# Spearhead formations are up on the GW website



## ninja skills (Aug 4, 2009)

http://www.games-workshop.com/gws/content/article.jsp?aId=9800021a

the pdf is up for download from GW's website now, I've not read the spearhead rules yet but these look quite fun. pretty much a make your own apoc formations.

also units from the same formation within 4" of each other each get to fire 1 more gun at crusing speed and at a different target, monsterous creatures get to fire one gun after running


----------



## effigy22 (Jun 29, 2008)

Spear head formations are really cool! i can see this being quite popular!


----------



## HOBO (Dec 7, 2007)

Yea should be fun..I and my regular group are Tank Nuts so we will get plenty of mileage out of this. Linking a few of them together in Apoc will also add some nice variation to lists.

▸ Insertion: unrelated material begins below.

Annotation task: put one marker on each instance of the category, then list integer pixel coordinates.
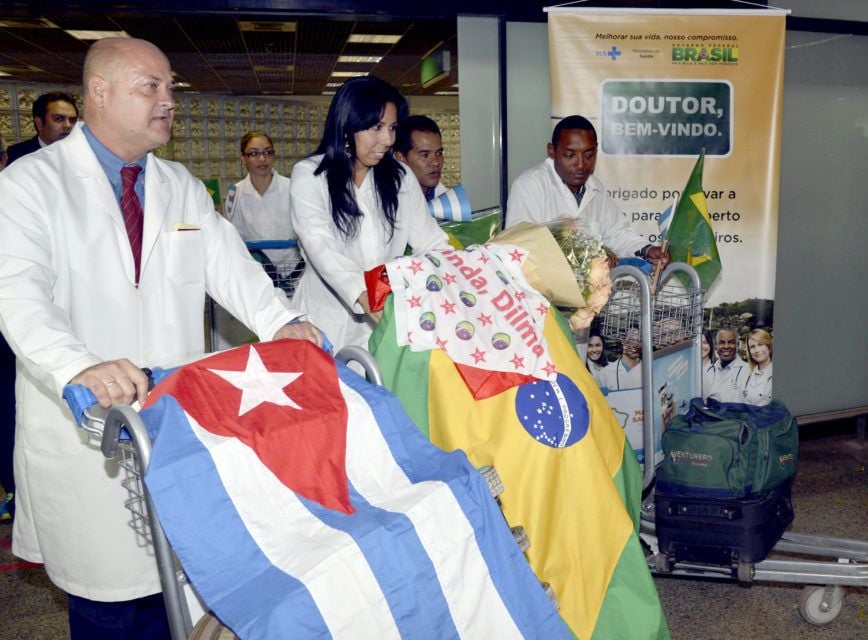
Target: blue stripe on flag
(421, 461)
(400, 563)
(213, 542)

Great that it's a pdf and not an expensive book.


----------



## effigy22 (Jun 29, 2008)

I am quite surprised GW did release that as a PDF. Its quite small i know but thats never stopped GW from putting a £15 price tag on some things! Woot for GW Freebies!


----------



## tu_shan82 (Mar 7, 2008)

I'm still downloading the PDF, I don't know it's taking this long, but the picture on the page before it has a Baneblade in it. I'm assuming that means that superheavies will be a part of spearhead?


----------



## MadCowCrazy (Mar 19, 2009)

I can actually see this as a HUGE upgrade for any Sisters of Battle player.

Fielding 3 Tank Hunter Exorcists 
Fielding 3 Mechanized Assault Immolators

I guess u could combine crusher with a culexus assassin and laudhailers to tank shock vs LD 5. But dont really see many ppl trying this.

All in all, it could be fun. Correct me if Im wrong but with spearhead fielding 9 Exorcists is possible. Feel the pain


----------



## tu_shan82 (Mar 7, 2008)

Just downloaded finally! Lol, looks like you can use superheavies in spearhead. Looks like there's even more incentive to go out and buy the Shadowsword kit and make that Hexblade I've been dreaming about. I can't wait untill June. OH and plus rep to you, ninja skills, for the find.


----------



## asianavatar (Aug 20, 2007)

Interesting, makes that three landraider Grey Knight army much better.


----------



## HivefleetIngensus (Mar 3, 2009)

Cool, I find this looks super-interesting!! 

I was surprised to see the all-troop formation. It seems cool, along with the monstrous creature one.


----------



## Unforgiven302 (Oct 20, 2008)

AV value of 15 when ramming for the "crusher spearhead" formation. Pretty cool. I think this little expansion will be quite interesting.


----------



## Katie Drake (Nov 28, 2007)

So are the Spearhead rules themselves up on the site, or just the Formations?


----------



## MidnightSun (Feb 10, 2009)

I loved the idea of two enemy officers talking to each other whilst in the background 'stealthy' vehicles start crawling really slowly out of the bushes behind them into another patch of bushes, whilst the officers are oblivious to the Land Raider that's parked next to the Radar dish and covered in camo netting and a large sign saying 'Impeereal' on the front in spray paint.

Midnight


----------



## callred (Jun 24, 2008)

rules only in WD atm however they are due to be put up next month i think it is as a pdf on the main site


----------



## H0RRIDF0RM (Mar 6, 2008)

I'm satisfied by Gamesworkshops approach. It's nice to see a new free mechanic, but I honestly expected a book that listed all of the armies and the various unique spearheads for each army.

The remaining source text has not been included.